The Phantom of the Opera (POTO pour les habitués) est, bien sûr, l’une des œuvres les plus connues du compositeur anglais Andrew Lloyd Webber, à qui l’on doit de nombreux « megamusicals » comme Evita (1976), Cats (1981) ou encore Sunset Boulevard (1993). C’est en 1986 qu’a lieu la première du Phantom au Her Majesty’s Theatre, à Londres. Deux ans plus tard, fort de son succès, la pièce gagne l’Amérique. Elle fait son Broadway debut le 26 janvier 1988 au Majestic Theatre, et ne l’a pas quitté depuis lors ! À peine arrivée de l’autre côté de l’Atlantique, l’œuvre charme et remporte sept Tony Awards, notamment celui du meilleur musical.
Le Phantom a donc élu domicile sur la 44e rue il y a trente-quatre ans. Il est devenu le spectacle le plus joué de l’histoire de Broadway lorsque, le 9 janvier 2006, il détrônait Cats et ses 7 485 représentations. Depuis ce jour, aucun spectacle n’a osé lui faire de l’ombre et chacune des nouvelles représentations rend son record de plus en plus inégalable – plus de 13 500 selon Internet Broadway Database.

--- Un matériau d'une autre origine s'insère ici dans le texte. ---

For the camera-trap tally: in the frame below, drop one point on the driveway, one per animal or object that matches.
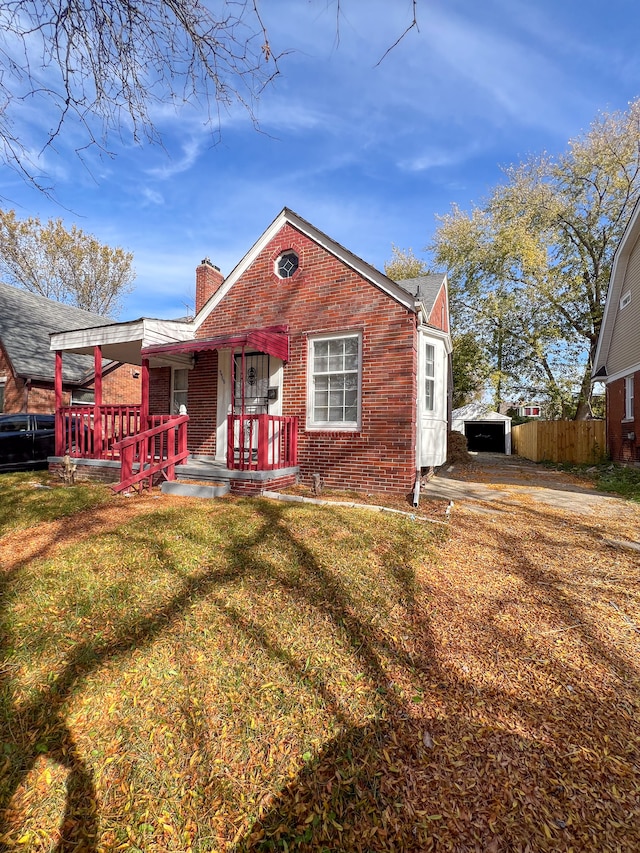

Après plus de trois décennies de représentations, à raison de huit par semaine, le spectacle est, évidemment, extrêmement bien rodé, et la fréquentation du public ne semble pas s’essouffler : chaque soir, la jauge du théâtre est atteinte, que ce soit grâce aux touristes de passage à New York ou aux fans habitués – notre voisine, qui emmenait ses enfants pour la première fois découvrir ce classique, l’avait, elle, déjà vu seize fois ! Il est vrai que le Phantom regorge d’inventivité pour continuer d’attirer le public et le captiver. Un des moyens a été d’agrémenter la distribution en invitant une star à participer à une représentation, comme ce fut le cas avec Sierra Boggess, qui avait incarné le rôle de Christine aussi bien lors du concert du 25e anniversaire de la naissance du Phantom au Royal Albert Hall que lors du 25e anniversaire de la production à Broadway en janvier 2013.
Après dix-neuf mois de fermeture du fait de la crise sanitaire, c’est encore une fois sa distribution qui permet au Phantom de faire les gros titres des journaux et de rentrer à nouveau dans l’histoire. À la réouverture en octobre 2021, Emilie Kouatchou rejoint le cast en tant qu’alternate pour le rôle de Christine – c’est-à-dire qu’elle joue deux ou trois fois par semaine tandis que l’actrice principale joue les cinq ou six autres représentations. Elle devient ainsi la première actrice noire à jouer ce personnage à Broadway. Et, le 26 janvier 2022, le soir du 34e anniversaire de la production new-yorkaise, elle franchissait une étape supplémentaire en passant « principale ».
Elle marche ainsi sur les traces de la principale de la production du West End, Lucy St Louis, devenue la première actrice noire à jouer le rôle de Christine, lors de la réouverture du spectacle à Londres à l’été 2021.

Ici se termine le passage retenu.